Below is the code I am using.
imports.....
object MSCCDRFilter {
def main(args: Array[String]) {
val sparkConf = new SparkConf().setAppName("Flume, Kafka and Spark MSC CDRs Manipulation")
val sc = new SparkContext(sparkConf)
val sqlContext = new HiveContext(sc)
import sqlContext.implicits._
val cgiDF = sc.textFile("file:///tmp/omer-learning/spark/dim_cells.txt").map(_.split(",")).map(p => CGIList(p(0).trim, p(1).trim, p(2).trim,p(3).trim)).toDF()
cgiDF.registerTempTable("my_cgi_list")
val CGITable=sqlContext.sql("select *"+
" from my_cgi_list")
CGITable.show() // this CGITable is a structure I defined in the project
val streamingContext = new StreamingContext(sc, Seconds(10)
val zkQuorum="hadoopserver:2181"
val topics=Map[String, Int]("FlumeToKafka"->1)
val messages: ReceiverInputDStream[(String, String)] = KafkaUtils.createStream(streamingContext,zkQuorum,"myGroup",topics)
val logLinesDStream = messages.map(_._2) //获取数据
logLinesDStream.print()
val MSCCDRDStream = logLinesDStream.map(MSC_KPI.parseLogLine) // change MSC_KPI to MCSCDR_GO if you wanna change the class
// MSCCDR_GO and MSC_KPI are structures defined in the project
MSCCDRDStream.foreachRDD(MSCCDR => {
println("+++++++++++++++++++++NEW RDD ="+ MSCCDR.count())
if (MSCCDR.count() == 0) {
println("==================No logs received in this time interval=================")
} else {
val dataf=sqlContext.createDataFrame(MSCCDR)
dataf.registerTempTable("hive_msc")
cgiDF.registerTempTable("my_cgi_list")
val sqlquery=sqlContext.sql("select a.cdr_type,a.CGI,a.cdr_time, a.mins_int, b.Lat, b.Long,b.SiteID from hive_msc a left join my_cgi_list b"
+" on a.CGI=b.CGI")
sqlquery.show()
sqlContext.sql("SET hive.exec.dynamic.partition = true;")
sqlContext.sql("SET hive.exec.dynamic.partition.mode = nonstrict;")
sqlquery.write.mode("append").partitionBy("CGI").saveAsTable("omeralvi.msc_data")

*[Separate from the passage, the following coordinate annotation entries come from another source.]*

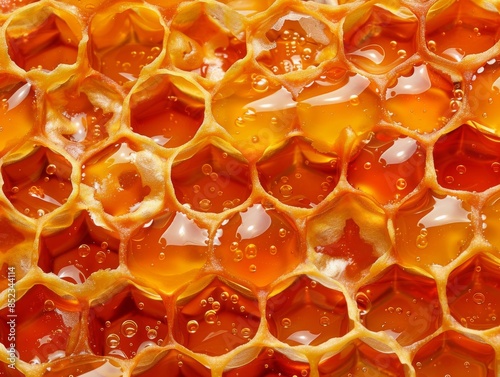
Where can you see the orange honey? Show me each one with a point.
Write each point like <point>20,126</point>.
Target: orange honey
<point>240,188</point>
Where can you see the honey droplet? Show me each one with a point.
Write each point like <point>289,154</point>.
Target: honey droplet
<point>210,317</point>
<point>48,306</point>
<point>50,169</point>
<point>129,328</point>
<point>286,323</point>
<point>84,250</point>
<point>192,326</point>
<point>251,251</point>
<point>113,341</point>
<point>478,298</point>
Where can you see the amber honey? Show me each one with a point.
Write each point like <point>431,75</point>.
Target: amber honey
<point>249,188</point>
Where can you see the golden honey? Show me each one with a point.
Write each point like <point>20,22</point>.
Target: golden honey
<point>249,188</point>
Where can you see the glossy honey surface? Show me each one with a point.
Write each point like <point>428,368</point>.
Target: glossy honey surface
<point>229,188</point>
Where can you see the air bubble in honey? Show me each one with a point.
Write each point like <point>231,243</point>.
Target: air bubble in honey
<point>377,37</point>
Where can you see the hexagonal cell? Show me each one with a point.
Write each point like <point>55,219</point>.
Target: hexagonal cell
<point>83,117</point>
<point>357,358</point>
<point>484,97</point>
<point>36,180</point>
<point>168,251</point>
<point>269,362</point>
<point>256,110</point>
<point>432,228</point>
<point>43,38</point>
<point>123,323</point>
<point>258,245</point>
<point>123,40</point>
<point>293,42</point>
<point>45,330</point>
<point>210,179</point>
<point>490,214</point>
<point>17,111</point>
<point>6,369</point>
<point>454,354</point>
<point>473,292</point>
<point>422,99</point>
<point>167,108</point>
<point>336,100</point>
<point>303,311</point>
<point>350,252</point>
<point>466,159</point>
<point>77,249</point>
<point>206,39</point>
<point>397,161</point>
<point>214,317</point>
<point>116,175</point>
<point>348,237</point>
<point>283,171</point>
<point>176,363</point>
<point>84,365</point>
<point>378,37</point>
<point>402,304</point>
<point>455,29</point>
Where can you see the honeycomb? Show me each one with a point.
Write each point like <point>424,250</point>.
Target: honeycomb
<point>249,188</point>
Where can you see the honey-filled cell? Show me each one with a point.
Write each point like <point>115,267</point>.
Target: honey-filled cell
<point>432,228</point>
<point>455,354</point>
<point>167,108</point>
<point>211,179</point>
<point>467,159</point>
<point>258,245</point>
<point>81,112</point>
<point>16,245</point>
<point>455,29</point>
<point>123,41</point>
<point>76,250</point>
<point>283,173</point>
<point>215,316</point>
<point>388,167</point>
<point>422,99</point>
<point>123,323</point>
<point>378,37</point>
<point>168,251</point>
<point>334,101</point>
<point>306,312</point>
<point>348,237</point>
<point>46,324</point>
<point>255,109</point>
<point>484,97</point>
<point>269,362</point>
<point>17,109</point>
<point>473,292</point>
<point>114,176</point>
<point>204,42</point>
<point>37,180</point>
<point>358,358</point>
<point>43,38</point>
<point>294,42</point>
<point>400,303</point>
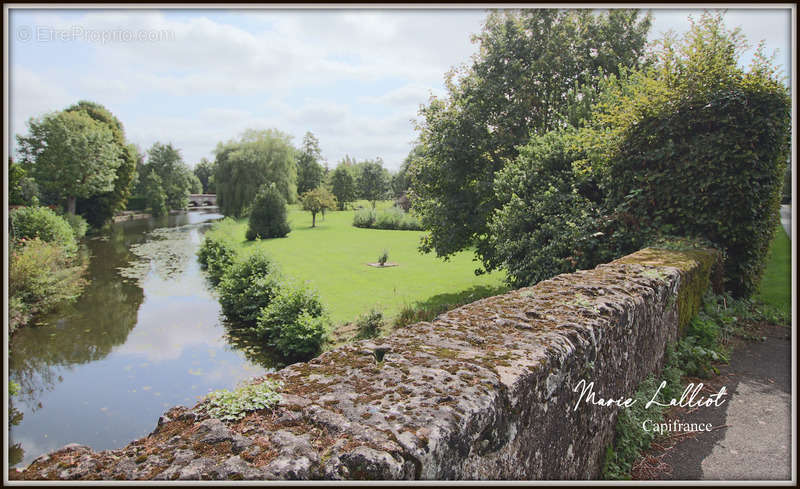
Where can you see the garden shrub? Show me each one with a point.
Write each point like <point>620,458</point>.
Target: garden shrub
<point>364,218</point>
<point>369,325</point>
<point>295,323</point>
<point>268,215</point>
<point>692,147</point>
<point>40,276</point>
<point>233,405</point>
<point>78,224</point>
<point>545,224</point>
<point>216,255</point>
<point>43,223</point>
<point>247,287</point>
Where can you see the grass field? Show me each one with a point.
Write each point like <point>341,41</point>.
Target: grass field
<point>776,285</point>
<point>332,258</point>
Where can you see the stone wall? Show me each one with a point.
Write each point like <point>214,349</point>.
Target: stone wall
<point>485,391</point>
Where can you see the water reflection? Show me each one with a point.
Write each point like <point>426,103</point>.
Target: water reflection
<point>144,336</point>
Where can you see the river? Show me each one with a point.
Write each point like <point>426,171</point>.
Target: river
<point>145,335</point>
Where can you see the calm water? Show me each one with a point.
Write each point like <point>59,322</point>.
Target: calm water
<point>146,335</point>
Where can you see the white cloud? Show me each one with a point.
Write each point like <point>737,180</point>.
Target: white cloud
<point>355,78</point>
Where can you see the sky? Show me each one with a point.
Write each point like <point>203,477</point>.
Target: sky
<point>197,77</point>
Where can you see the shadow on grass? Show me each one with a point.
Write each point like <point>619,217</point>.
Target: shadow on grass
<point>776,284</point>
<point>428,309</point>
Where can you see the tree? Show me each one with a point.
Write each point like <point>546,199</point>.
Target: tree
<point>268,217</point>
<point>22,189</point>
<point>72,155</point>
<point>309,171</point>
<point>373,181</point>
<point>317,200</point>
<point>343,185</point>
<point>400,180</point>
<point>98,209</point>
<point>205,173</point>
<point>154,195</point>
<point>176,178</point>
<point>243,166</point>
<point>532,68</point>
<point>693,147</point>
<point>195,185</point>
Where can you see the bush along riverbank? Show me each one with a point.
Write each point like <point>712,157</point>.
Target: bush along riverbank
<point>256,296</point>
<point>46,263</point>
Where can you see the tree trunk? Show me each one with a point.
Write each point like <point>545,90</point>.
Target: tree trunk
<point>71,205</point>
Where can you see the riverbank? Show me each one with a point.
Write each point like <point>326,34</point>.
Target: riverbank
<point>145,335</point>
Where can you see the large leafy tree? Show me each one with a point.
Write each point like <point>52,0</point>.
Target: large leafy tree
<point>176,179</point>
<point>204,171</point>
<point>72,155</point>
<point>373,180</point>
<point>343,185</point>
<point>536,70</point>
<point>309,170</point>
<point>317,200</point>
<point>99,208</point>
<point>243,166</point>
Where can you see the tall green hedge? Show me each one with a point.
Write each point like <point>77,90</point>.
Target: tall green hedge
<point>711,167</point>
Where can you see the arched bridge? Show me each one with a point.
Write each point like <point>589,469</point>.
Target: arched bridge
<point>200,200</point>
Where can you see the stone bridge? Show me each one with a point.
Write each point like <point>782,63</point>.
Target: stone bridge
<point>200,200</point>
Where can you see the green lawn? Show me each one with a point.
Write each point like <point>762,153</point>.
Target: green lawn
<point>333,257</point>
<point>776,285</point>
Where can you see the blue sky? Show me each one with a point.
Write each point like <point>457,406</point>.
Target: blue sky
<point>355,78</point>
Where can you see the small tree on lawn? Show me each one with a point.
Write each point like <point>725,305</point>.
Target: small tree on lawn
<point>268,217</point>
<point>317,200</point>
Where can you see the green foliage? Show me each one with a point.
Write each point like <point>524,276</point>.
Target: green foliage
<point>693,147</point>
<point>317,200</point>
<point>630,440</point>
<point>98,209</point>
<point>204,171</point>
<point>234,405</point>
<point>41,222</point>
<point>383,258</point>
<point>536,70</point>
<point>369,325</point>
<point>295,323</point>
<point>786,198</point>
<point>392,218</point>
<point>72,155</point>
<point>343,185</point>
<point>175,178</point>
<point>373,181</point>
<point>78,224</point>
<point>22,188</point>
<point>309,170</point>
<point>216,255</point>
<point>137,203</point>
<point>673,149</point>
<point>268,215</point>
<point>154,196</point>
<point>364,218</point>
<point>546,221</point>
<point>248,286</point>
<point>41,275</point>
<point>243,166</point>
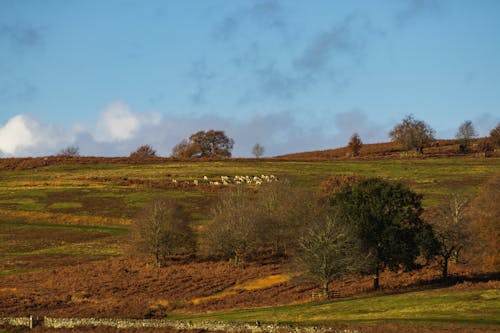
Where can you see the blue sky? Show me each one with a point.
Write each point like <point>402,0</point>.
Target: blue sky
<point>294,75</point>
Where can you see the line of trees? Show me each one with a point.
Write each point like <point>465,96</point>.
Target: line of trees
<point>414,134</point>
<point>411,134</point>
<point>367,225</point>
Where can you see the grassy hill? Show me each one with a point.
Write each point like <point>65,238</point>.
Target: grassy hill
<point>61,218</point>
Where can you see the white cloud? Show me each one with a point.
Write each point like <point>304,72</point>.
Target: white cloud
<point>118,123</point>
<point>16,134</point>
<point>24,136</point>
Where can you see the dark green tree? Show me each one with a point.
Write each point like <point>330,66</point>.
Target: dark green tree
<point>386,217</point>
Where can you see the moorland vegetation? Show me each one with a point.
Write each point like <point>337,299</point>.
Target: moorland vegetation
<point>146,236</point>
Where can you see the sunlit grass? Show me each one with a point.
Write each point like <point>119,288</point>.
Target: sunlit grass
<point>446,306</point>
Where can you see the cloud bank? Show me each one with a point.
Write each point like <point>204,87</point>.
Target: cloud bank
<point>118,130</point>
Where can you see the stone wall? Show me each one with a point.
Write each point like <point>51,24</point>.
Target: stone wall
<point>175,324</point>
<point>16,321</point>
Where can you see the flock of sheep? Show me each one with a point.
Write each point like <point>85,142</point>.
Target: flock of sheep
<point>226,180</point>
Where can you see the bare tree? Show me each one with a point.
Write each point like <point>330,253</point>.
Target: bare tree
<point>355,144</point>
<point>329,250</point>
<point>143,151</point>
<point>257,150</point>
<point>486,225</point>
<point>281,211</point>
<point>465,133</point>
<point>495,135</point>
<point>233,232</point>
<point>163,230</point>
<point>180,150</point>
<point>412,134</point>
<point>70,151</point>
<point>211,143</point>
<point>451,226</point>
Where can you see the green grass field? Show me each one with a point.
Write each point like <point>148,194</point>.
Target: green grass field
<point>67,214</point>
<point>434,306</point>
<point>45,201</point>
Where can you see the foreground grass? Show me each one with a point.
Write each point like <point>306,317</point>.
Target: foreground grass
<point>436,306</point>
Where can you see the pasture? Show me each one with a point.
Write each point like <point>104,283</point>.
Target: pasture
<point>64,241</point>
<point>81,211</point>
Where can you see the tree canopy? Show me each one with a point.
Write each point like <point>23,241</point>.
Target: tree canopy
<point>162,230</point>
<point>143,152</point>
<point>386,217</point>
<point>202,144</point>
<point>465,133</point>
<point>412,134</point>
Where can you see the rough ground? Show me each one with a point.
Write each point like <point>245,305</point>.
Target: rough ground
<point>133,288</point>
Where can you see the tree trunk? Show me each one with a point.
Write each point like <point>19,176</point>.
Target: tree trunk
<point>445,269</point>
<point>376,277</point>
<point>325,288</point>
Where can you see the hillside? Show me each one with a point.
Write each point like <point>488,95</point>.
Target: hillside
<point>387,150</point>
<point>64,231</point>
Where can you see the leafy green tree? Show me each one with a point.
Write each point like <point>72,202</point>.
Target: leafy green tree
<point>143,151</point>
<point>386,217</point>
<point>202,144</point>
<point>70,151</point>
<point>355,144</point>
<point>412,134</point>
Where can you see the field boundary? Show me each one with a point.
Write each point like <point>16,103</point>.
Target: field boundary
<point>65,323</point>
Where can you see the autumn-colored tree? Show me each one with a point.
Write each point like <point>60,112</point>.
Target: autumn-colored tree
<point>355,144</point>
<point>70,151</point>
<point>211,143</point>
<point>143,151</point>
<point>485,225</point>
<point>334,183</point>
<point>257,150</point>
<point>180,150</point>
<point>495,135</point>
<point>465,133</point>
<point>412,134</point>
<point>451,225</point>
<point>485,146</point>
<point>162,230</point>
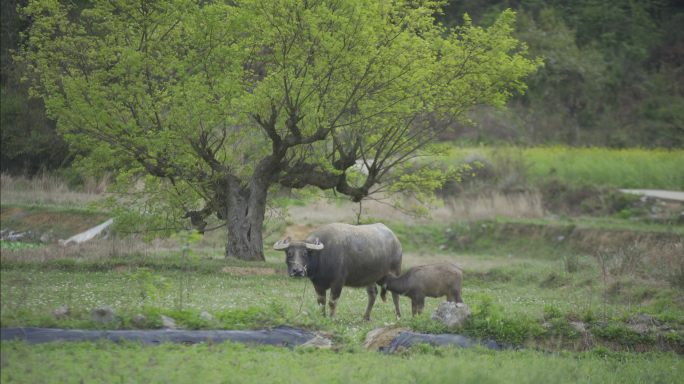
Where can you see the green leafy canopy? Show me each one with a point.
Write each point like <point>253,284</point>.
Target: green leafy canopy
<point>194,97</point>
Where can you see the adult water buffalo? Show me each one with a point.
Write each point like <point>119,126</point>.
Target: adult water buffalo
<point>337,255</point>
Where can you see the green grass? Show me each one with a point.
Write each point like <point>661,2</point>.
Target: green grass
<point>19,245</point>
<point>622,168</point>
<point>509,302</point>
<point>531,301</point>
<point>234,362</point>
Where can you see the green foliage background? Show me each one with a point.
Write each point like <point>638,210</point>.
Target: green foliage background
<point>613,76</point>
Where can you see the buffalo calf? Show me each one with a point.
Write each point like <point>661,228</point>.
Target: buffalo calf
<point>434,280</point>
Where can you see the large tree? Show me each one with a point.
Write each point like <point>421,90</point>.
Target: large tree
<point>215,104</point>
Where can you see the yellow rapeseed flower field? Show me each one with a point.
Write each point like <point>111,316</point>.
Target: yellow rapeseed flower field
<point>624,168</point>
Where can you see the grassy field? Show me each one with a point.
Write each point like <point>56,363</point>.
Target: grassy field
<point>621,168</point>
<point>525,288</point>
<point>529,300</point>
<point>235,363</point>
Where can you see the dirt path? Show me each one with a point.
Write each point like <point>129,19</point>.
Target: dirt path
<point>661,194</point>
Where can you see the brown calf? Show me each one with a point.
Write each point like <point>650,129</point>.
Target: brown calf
<point>434,280</point>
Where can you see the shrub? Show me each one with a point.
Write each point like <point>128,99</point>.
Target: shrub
<point>551,312</point>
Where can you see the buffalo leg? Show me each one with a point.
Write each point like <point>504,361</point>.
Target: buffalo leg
<point>320,296</point>
<point>417,305</point>
<point>454,297</point>
<point>372,291</point>
<point>335,293</point>
<point>395,298</point>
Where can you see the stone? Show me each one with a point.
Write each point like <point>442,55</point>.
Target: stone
<point>103,314</point>
<point>139,319</point>
<point>453,315</point>
<point>381,337</point>
<point>61,312</point>
<point>319,342</point>
<point>168,322</point>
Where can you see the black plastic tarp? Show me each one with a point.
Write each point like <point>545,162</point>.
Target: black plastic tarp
<point>409,339</point>
<point>281,335</point>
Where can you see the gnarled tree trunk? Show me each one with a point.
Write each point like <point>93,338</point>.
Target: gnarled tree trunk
<point>246,209</point>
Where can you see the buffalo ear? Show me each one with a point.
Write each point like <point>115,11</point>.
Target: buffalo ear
<point>282,244</point>
<point>316,246</point>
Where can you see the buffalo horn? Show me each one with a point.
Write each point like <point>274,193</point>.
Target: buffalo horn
<point>316,246</point>
<point>282,244</point>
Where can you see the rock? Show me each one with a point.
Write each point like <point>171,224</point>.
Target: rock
<point>61,312</point>
<point>645,318</point>
<point>318,342</point>
<point>580,326</point>
<point>139,319</point>
<point>453,315</point>
<point>381,337</point>
<point>17,236</point>
<point>103,314</point>
<point>168,322</point>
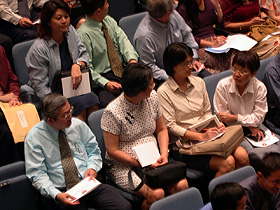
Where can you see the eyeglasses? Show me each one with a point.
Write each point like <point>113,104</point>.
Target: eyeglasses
<point>235,70</point>
<point>67,116</point>
<point>189,64</point>
<point>275,183</point>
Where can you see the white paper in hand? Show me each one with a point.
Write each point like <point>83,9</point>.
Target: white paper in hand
<point>83,187</point>
<point>147,153</point>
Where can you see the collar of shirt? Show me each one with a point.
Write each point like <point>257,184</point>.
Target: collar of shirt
<point>248,89</point>
<point>175,87</point>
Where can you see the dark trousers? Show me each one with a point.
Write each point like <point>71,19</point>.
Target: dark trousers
<point>103,197</point>
<point>16,33</point>
<point>105,96</point>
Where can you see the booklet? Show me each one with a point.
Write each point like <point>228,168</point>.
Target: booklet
<point>67,86</point>
<point>269,138</point>
<point>204,125</point>
<point>240,42</point>
<point>83,187</point>
<point>147,153</point>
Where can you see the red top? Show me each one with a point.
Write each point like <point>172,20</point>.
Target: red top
<point>8,80</point>
<point>239,13</point>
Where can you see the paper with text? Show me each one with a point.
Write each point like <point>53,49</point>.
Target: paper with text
<point>147,153</point>
<point>83,187</point>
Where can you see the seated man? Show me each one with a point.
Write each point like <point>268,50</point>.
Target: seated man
<point>272,83</point>
<point>9,93</point>
<point>161,27</point>
<point>262,190</point>
<point>108,48</point>
<point>227,196</point>
<point>17,17</point>
<point>61,151</point>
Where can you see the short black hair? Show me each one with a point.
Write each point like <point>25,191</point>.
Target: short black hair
<point>175,54</point>
<point>136,78</point>
<point>226,196</point>
<point>48,10</point>
<point>247,59</point>
<point>270,163</point>
<point>90,6</point>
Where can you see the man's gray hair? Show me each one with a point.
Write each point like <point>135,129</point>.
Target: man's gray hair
<point>158,8</point>
<point>51,105</point>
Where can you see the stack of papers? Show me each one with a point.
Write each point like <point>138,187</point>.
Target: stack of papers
<point>238,41</point>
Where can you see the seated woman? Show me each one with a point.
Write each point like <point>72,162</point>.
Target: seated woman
<point>201,16</point>
<point>240,15</point>
<point>241,99</point>
<point>131,120</point>
<point>185,102</point>
<point>271,8</point>
<point>9,93</point>
<point>59,48</point>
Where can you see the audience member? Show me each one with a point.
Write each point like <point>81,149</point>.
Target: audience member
<point>240,15</point>
<point>7,44</point>
<point>131,120</point>
<point>241,99</point>
<point>201,16</point>
<point>162,26</point>
<point>9,93</point>
<point>60,151</point>
<point>227,196</point>
<point>17,18</point>
<point>262,190</point>
<point>272,83</point>
<point>272,9</point>
<point>185,102</point>
<point>59,48</point>
<point>108,47</point>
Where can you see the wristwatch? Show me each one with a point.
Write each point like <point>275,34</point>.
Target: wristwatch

val FilteredCDR = sqlContext.sql("select p.*, q.* " +
" from MSCCDRFiltered p left join my_cgi_list q " +
"on p.CGI=q.CGI ")
println("======================print result =================")
FilteredCDR.show()
streamingContext.start()
streamingContext.awaitTermination()
}
}
I have had some success writing to Hive, using the following:
dataFrame
.coalesce(n)
.write
.format("orc")
.options(Map("path" -> savePath))
.mode(SaveMode.Append)
.saveAsTable(fullTableName)
Our attempts to use partitions weren't followed through with, because I think there was some issue with our desired partitioning column.
The only limitation is with concurrent writes, where the table does not exist yet, then any task tries to create the table (because it didn't exist when it first attempted to write to the table) will Exception out.
Be aware, that writing to Hive in streaming applications is usually bad design, as you will often write many small files, which is very inefficient to read and store. So if you write more often than every hour or so to Hive, you should make sure you include logic for compaction, or add an intermediate storage layer more suited to transactional data.